Claudia Pérez, estudiante Ingeniería Comercial.
ruta comunitaria
Ruta Wallmapu en Tirúa

“Experiencias tan enriquecedoras difícilmente se pueden llevar a pequeños testimonios y la comprensión de la misma, se vuelve más compleja al estar permeados por nuestro contexto como Santiaguinos y como estudiantes. En este sentido, la ruta Wallmapu no sólo nos maravilló con sus hermosos paisajes, no sólo nos cautivó con el cariño de las personas, sino que también nos dejó muestra de un gran ejemplo de lucha y resistencia, de dignidad y valor, sobre todo de amor; de amor a la comunidad y la tierra. Ejemplo, que como estudiantes debemos enfrentar con responsabilidad y organización para hacer frente a una lucha que es invisible para la clase política y empresarial, pero permanente para la tierra Wallmapu”.

Paulina Francisca Cuevas Quezada, estudiante Trabajo Social

“Pocos saben lo que significa involucrarse en una Ruta, yo no estaba segura de entenderlo al momento de emprenderla, no es una simple ocasión para brindar ayuda, de conocer un poco más y listo. Es mucho más que eso.

Es una  oportunidad de crecimiento personal invaluable, de comprender más la vida en comunidad desde varios ángulos y valorarla como tal.  En el caso de la ruta Wallmapu; de apreciar la cosmovisión Mapuche… no me volví una erudita  pero el impacto que generó en mí y las ganas renovadas de seguir siendo un aporte al reconocimiento de sus raíces, de sus valores, de sus tradiciones que en el fondo son parte de las nuestras, se lo debo a la Ruta Wallmapu 2015”.
Catalina Quiroz Saavedra, estudiante Sociología
wallmapu

 Ruta Temporeros en Tierra Amarilla

“Al llegar a Copiapó nos dirigimos a la parroquia de Tierra Amarrilla, luego de una grata bienvenida, tomamos nuestras cosas y nos dirigimos a la empresa Frutícola y Exportadora Atacama.

Jamás podré lograr transmitir la serie de sentimientos y vivencias que me ocurrieron. Sí, es verdad. fueron pocos días, pero días demasiados intensos.

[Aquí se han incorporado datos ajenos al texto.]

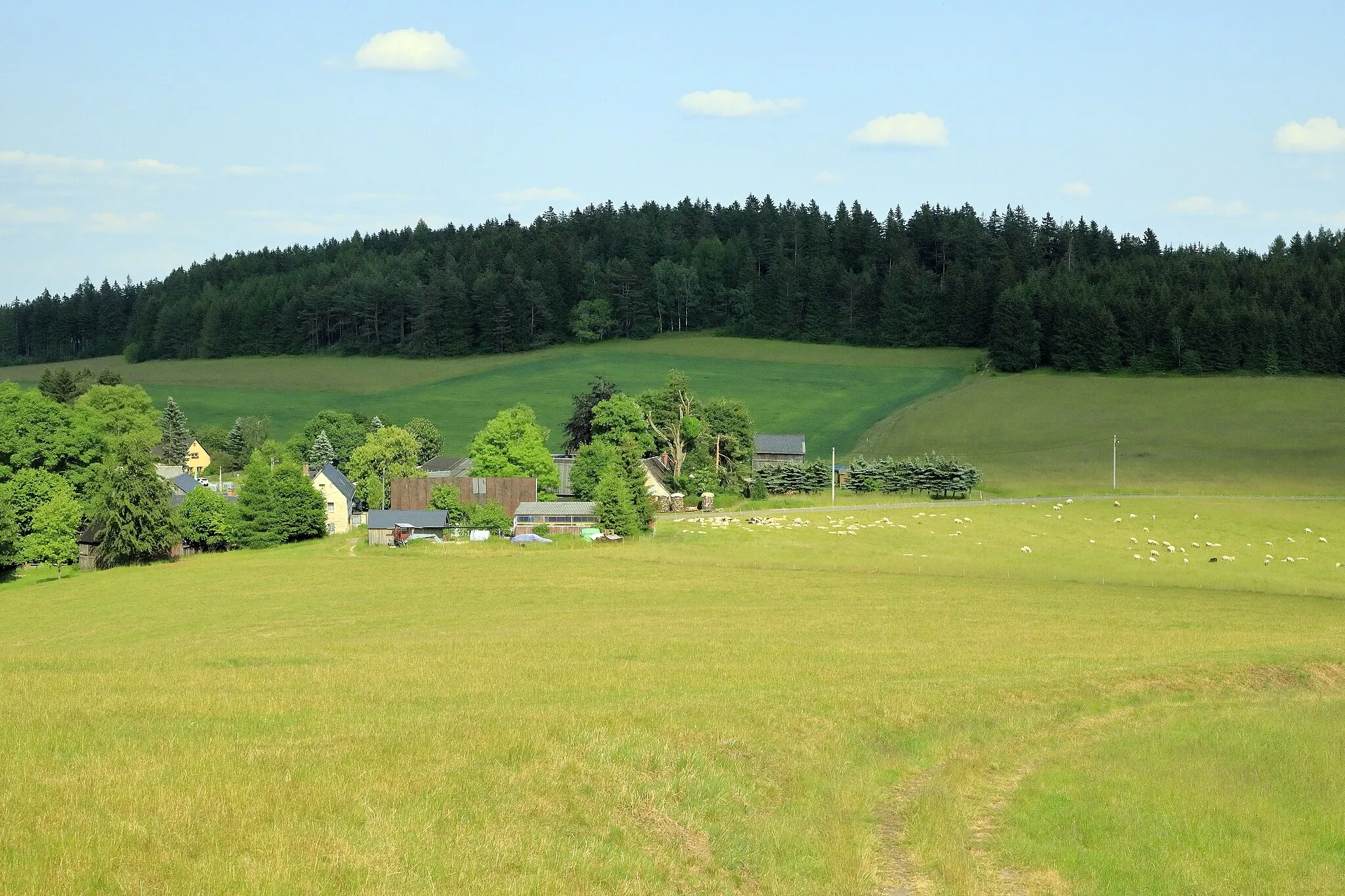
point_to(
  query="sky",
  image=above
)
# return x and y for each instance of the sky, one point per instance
(139, 137)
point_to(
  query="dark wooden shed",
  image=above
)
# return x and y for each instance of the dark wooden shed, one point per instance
(506, 490)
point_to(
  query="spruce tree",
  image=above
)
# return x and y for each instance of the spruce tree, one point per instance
(177, 436)
(322, 452)
(236, 444)
(131, 504)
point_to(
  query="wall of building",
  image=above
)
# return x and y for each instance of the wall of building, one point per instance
(509, 492)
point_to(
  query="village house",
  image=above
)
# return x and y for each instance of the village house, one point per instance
(340, 495)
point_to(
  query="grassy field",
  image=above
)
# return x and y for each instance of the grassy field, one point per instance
(830, 393)
(1051, 433)
(900, 702)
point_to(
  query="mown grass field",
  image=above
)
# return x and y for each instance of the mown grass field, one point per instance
(1051, 433)
(830, 393)
(785, 708)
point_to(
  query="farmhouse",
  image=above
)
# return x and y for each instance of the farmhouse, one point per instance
(413, 494)
(776, 449)
(381, 523)
(340, 495)
(560, 516)
(197, 458)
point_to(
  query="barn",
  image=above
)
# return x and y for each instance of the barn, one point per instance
(424, 522)
(560, 516)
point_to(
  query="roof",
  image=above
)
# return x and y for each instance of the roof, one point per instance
(554, 508)
(338, 480)
(418, 519)
(449, 465)
(185, 482)
(782, 444)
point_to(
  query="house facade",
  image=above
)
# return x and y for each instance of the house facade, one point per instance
(340, 495)
(197, 458)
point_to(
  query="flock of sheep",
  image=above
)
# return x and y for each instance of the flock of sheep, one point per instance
(1142, 547)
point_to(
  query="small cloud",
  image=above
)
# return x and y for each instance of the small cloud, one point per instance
(1315, 135)
(1207, 206)
(155, 167)
(410, 50)
(903, 129)
(535, 194)
(11, 214)
(51, 163)
(732, 104)
(116, 223)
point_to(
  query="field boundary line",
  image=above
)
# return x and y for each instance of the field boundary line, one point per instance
(829, 508)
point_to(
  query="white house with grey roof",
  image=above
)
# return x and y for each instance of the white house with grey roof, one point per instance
(779, 449)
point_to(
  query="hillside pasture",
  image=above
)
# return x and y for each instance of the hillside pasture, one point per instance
(1048, 433)
(833, 394)
(843, 702)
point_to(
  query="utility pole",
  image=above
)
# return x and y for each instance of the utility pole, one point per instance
(1113, 463)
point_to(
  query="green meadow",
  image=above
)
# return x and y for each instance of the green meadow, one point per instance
(844, 702)
(1047, 433)
(830, 393)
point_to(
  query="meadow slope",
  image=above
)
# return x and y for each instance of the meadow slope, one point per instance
(830, 393)
(866, 702)
(1049, 433)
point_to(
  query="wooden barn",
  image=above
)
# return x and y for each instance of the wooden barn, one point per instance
(506, 490)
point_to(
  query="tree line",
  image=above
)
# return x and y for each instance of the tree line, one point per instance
(1034, 292)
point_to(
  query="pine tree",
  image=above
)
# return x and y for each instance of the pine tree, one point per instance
(322, 452)
(236, 444)
(177, 436)
(131, 505)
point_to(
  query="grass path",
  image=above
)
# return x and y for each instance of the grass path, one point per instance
(868, 700)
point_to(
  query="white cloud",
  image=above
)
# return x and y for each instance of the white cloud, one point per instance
(11, 214)
(1207, 206)
(51, 163)
(410, 50)
(118, 223)
(535, 194)
(155, 167)
(1315, 135)
(903, 129)
(732, 104)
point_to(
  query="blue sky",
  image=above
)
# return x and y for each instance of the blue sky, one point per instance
(139, 137)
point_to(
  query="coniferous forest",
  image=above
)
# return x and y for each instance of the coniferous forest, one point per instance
(1070, 295)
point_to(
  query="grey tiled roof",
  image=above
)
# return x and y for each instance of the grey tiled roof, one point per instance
(418, 519)
(785, 444)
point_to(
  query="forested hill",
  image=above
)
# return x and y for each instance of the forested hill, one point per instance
(1034, 292)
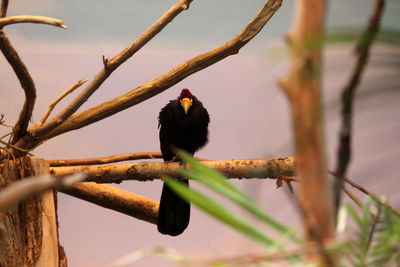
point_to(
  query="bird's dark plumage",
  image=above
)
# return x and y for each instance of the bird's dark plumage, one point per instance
(183, 124)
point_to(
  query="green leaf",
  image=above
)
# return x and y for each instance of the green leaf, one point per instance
(219, 212)
(220, 184)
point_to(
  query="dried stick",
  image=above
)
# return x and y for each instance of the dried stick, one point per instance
(116, 199)
(109, 67)
(159, 84)
(3, 9)
(32, 19)
(302, 86)
(29, 187)
(348, 94)
(60, 97)
(282, 168)
(26, 82)
(108, 159)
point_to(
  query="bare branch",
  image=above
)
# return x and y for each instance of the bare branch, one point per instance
(105, 160)
(32, 19)
(33, 186)
(282, 168)
(303, 88)
(26, 82)
(161, 83)
(110, 66)
(108, 159)
(3, 9)
(60, 97)
(116, 199)
(348, 94)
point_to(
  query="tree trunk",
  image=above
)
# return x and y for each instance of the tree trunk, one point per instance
(28, 230)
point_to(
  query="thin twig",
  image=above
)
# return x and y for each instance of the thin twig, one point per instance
(359, 203)
(33, 186)
(155, 86)
(372, 195)
(348, 94)
(60, 97)
(26, 82)
(32, 19)
(111, 65)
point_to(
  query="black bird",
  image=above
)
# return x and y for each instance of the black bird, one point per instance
(183, 124)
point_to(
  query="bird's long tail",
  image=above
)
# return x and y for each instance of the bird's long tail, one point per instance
(174, 212)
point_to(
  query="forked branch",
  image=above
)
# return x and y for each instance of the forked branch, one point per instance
(154, 87)
(109, 66)
(60, 97)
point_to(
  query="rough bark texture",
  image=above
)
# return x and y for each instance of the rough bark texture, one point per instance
(117, 199)
(303, 87)
(28, 232)
(276, 168)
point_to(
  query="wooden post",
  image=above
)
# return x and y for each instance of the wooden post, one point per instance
(28, 230)
(303, 88)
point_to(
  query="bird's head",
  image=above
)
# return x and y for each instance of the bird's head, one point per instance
(186, 99)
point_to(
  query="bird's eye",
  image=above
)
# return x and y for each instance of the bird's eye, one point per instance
(186, 103)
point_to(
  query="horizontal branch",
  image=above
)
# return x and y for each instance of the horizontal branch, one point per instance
(33, 186)
(120, 200)
(32, 19)
(105, 160)
(165, 81)
(108, 159)
(278, 168)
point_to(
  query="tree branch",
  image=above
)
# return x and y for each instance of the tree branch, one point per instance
(105, 160)
(161, 83)
(108, 159)
(3, 9)
(32, 19)
(30, 187)
(303, 88)
(109, 67)
(60, 97)
(26, 82)
(116, 199)
(348, 94)
(282, 168)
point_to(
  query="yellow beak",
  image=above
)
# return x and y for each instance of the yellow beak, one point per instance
(186, 103)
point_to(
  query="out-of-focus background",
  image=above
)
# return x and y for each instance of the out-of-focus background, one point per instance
(249, 114)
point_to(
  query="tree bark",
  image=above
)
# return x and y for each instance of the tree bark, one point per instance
(303, 88)
(28, 230)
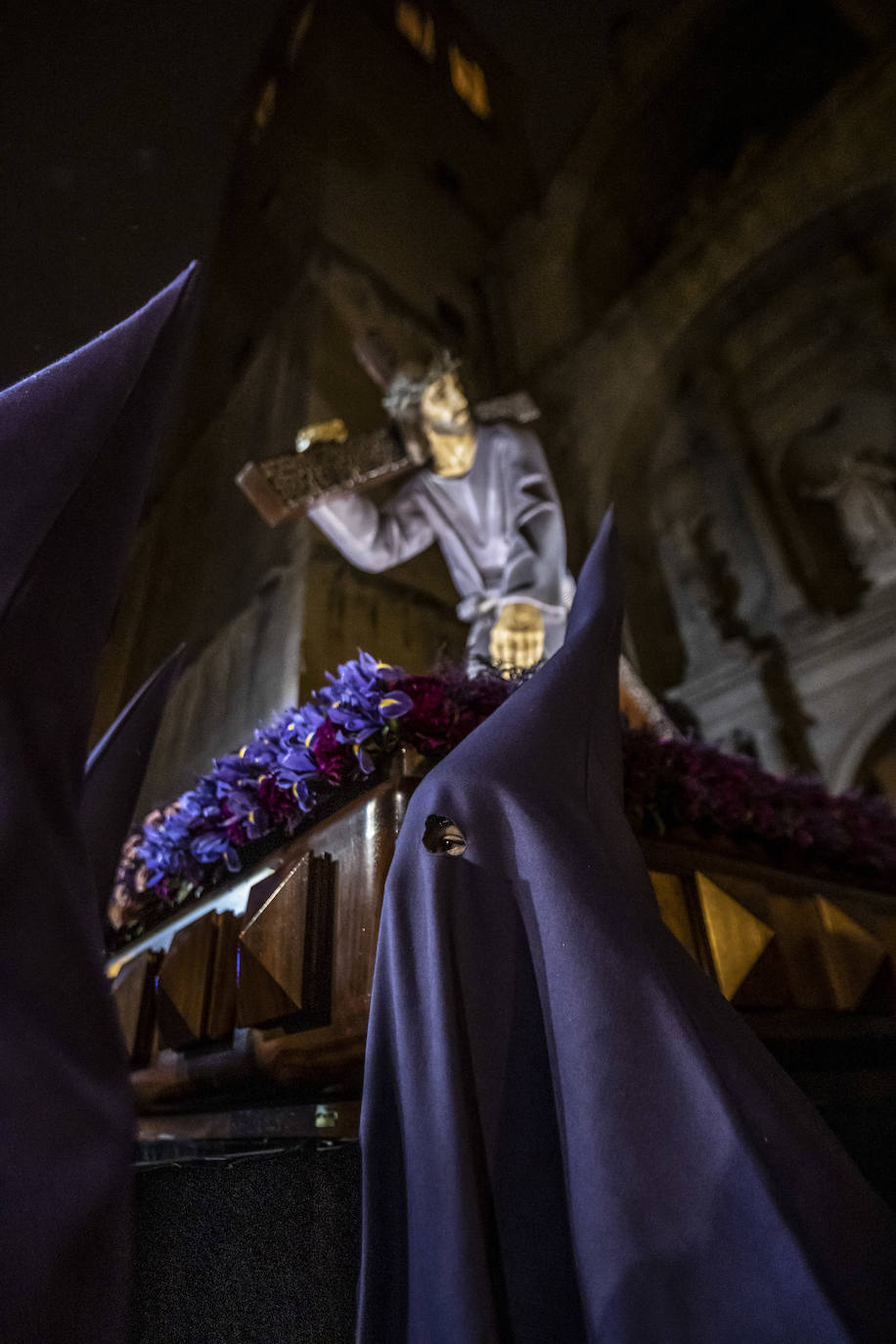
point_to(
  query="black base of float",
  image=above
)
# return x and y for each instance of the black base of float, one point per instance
(246, 1240)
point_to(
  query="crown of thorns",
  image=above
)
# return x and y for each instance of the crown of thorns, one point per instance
(406, 390)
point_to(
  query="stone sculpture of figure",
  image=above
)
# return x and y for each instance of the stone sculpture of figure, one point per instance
(489, 502)
(863, 491)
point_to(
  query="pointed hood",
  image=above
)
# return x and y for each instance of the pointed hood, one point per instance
(75, 459)
(560, 733)
(115, 770)
(561, 1120)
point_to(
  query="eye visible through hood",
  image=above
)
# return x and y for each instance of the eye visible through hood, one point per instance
(443, 836)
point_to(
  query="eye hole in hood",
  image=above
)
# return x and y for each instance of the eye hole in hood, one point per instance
(441, 834)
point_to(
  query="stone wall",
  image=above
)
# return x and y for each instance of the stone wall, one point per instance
(726, 373)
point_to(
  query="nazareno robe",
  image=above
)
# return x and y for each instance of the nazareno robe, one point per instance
(567, 1133)
(75, 460)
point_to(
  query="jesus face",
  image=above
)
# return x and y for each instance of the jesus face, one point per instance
(448, 425)
(445, 408)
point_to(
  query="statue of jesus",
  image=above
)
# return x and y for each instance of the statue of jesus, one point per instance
(488, 499)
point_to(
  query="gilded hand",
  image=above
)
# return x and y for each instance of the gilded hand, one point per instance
(517, 636)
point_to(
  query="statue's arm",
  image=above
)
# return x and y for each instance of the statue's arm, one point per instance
(377, 536)
(536, 562)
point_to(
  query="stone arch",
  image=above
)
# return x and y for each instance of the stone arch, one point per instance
(776, 520)
(871, 732)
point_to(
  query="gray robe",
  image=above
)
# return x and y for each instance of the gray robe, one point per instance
(500, 530)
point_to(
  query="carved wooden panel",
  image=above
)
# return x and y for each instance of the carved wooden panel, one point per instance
(220, 1015)
(184, 980)
(285, 945)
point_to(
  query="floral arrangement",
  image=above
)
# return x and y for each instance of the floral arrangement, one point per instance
(308, 758)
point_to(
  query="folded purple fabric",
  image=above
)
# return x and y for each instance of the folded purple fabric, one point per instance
(567, 1133)
(115, 770)
(75, 459)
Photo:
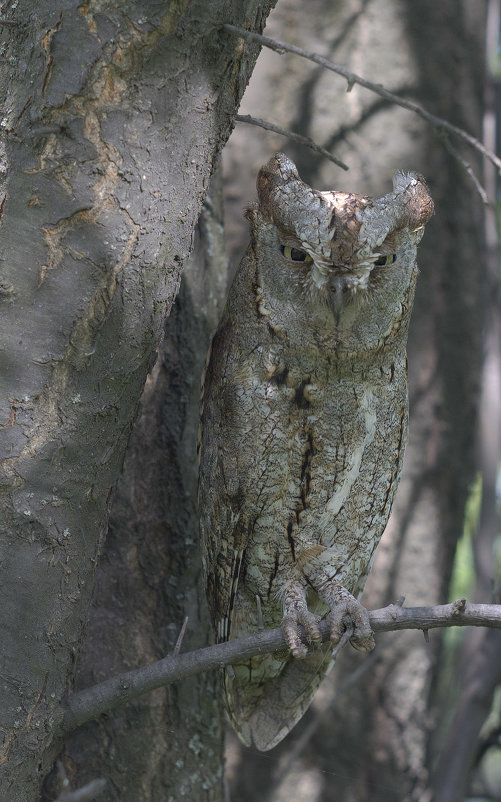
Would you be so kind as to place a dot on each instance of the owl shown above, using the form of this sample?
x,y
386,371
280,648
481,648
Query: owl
x,y
304,426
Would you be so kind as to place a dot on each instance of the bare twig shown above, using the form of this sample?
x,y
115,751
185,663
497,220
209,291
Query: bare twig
x,y
299,138
439,124
117,691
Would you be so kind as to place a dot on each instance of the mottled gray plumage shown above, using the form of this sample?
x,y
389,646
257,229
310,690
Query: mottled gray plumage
x,y
304,425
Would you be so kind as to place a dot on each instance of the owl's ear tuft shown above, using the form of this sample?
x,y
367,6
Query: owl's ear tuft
x,y
277,180
420,206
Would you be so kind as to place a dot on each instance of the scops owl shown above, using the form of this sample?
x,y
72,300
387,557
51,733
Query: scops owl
x,y
304,424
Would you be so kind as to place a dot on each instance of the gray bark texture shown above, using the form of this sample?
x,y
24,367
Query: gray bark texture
x,y
374,741
114,115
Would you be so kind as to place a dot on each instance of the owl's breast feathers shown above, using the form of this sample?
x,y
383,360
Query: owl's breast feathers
x,y
299,459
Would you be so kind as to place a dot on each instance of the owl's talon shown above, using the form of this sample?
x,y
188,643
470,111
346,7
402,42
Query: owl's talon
x,y
346,609
296,613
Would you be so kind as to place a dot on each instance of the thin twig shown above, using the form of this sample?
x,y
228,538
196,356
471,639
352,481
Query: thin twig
x,y
85,793
437,122
117,691
467,167
299,138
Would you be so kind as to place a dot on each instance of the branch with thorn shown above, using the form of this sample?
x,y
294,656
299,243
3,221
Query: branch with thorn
x,y
117,691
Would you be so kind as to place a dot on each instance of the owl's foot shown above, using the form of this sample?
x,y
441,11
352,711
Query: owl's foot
x,y
347,611
296,613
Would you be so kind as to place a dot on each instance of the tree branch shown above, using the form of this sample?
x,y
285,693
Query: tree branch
x,y
299,138
117,691
440,125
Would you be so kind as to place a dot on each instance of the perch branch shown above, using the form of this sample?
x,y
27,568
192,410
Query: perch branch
x,y
439,124
117,691
299,138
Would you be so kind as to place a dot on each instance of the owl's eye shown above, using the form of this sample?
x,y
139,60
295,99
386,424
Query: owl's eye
x,y
295,255
389,259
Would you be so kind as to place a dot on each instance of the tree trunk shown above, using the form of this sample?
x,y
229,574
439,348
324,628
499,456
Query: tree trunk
x,y
113,122
374,742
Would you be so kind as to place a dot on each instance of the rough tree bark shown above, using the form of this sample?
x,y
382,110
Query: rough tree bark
x,y
114,116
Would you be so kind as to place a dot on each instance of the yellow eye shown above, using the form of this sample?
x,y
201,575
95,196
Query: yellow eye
x,y
295,255
386,260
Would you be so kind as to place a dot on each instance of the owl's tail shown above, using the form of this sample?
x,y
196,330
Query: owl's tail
x,y
263,712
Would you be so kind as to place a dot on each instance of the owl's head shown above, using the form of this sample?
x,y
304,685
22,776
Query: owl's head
x,y
336,247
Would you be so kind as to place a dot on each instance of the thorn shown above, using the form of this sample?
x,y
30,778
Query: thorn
x,y
260,622
180,637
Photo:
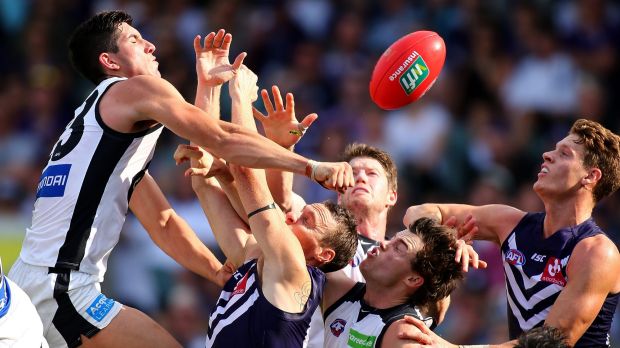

Se cruzó gente muy diversa en mi camino, personas con las cuales no pensé compartir a lo largo de mi vida. Miradas que reflejaban múltiples historias de sacrificio, amor, locuras, etc. Con objetivos y metas personales tan diferentes unas con otras. No podré olvidar esta región, tan conflictiva por el agua, sus enormes cerros y sus alfombras de parras verdes. Su abundante explotación de recursos que desembocan gravísimas consecuencias a su comunidad. A los trabajadores, sus condiciones laborales, estilos de vida, sus metas diarias de llenar cajas con uvas y aun así, su disposición a conversar a pesar de tener una pega tan individualista. Cómo no recordar a las compañeras de piezas, las risas que se asomaban gracias a las constantes tallas, la buena música, la agobiante rutina, y las extensas jornadas expuestos al sol. Es en esas parras en donde quedan mujeres y hombres luchadores de todas las edades, unos con objetivos claros y otros esperando a donde la vida los arroje. Un compañerismo innato y más de alguno con ansias de conversar. A pesar del poco tiempo, estrechamos lazos, los cuales tuvieron una triste e inesperada despedida al retirarnos del campamento, que gatillaron lágrimas tanto de ellos como de nosotros.

Agradezco a las lindas personas con las cuales compartí días completos, las constantes bromas, las pausas del día, la gente de la parroquia, los jesuitas, en fin. Agradezco sus buenas vibras y deseos para nosotros. No puedo prometer el volverlos a ver, pero si puedo agradecer a cada uno de los que compartieron y se hicieron parte de mi experiencia. Gracias a esto es que puedo seguir proyectándome en lo profesional, estas vivencias me permiten tener los pies en la tierra y enamorarme aún más de mi carrera. Me permitió darme cuenta de las injusticias que me molestan, por las cuales luchar día a día.

Debemos ser capaces de dejar los prejuicios atrás, debido a su naturalización es que se hace difícil quitar, pero les aseguro que vale la pena intentar”.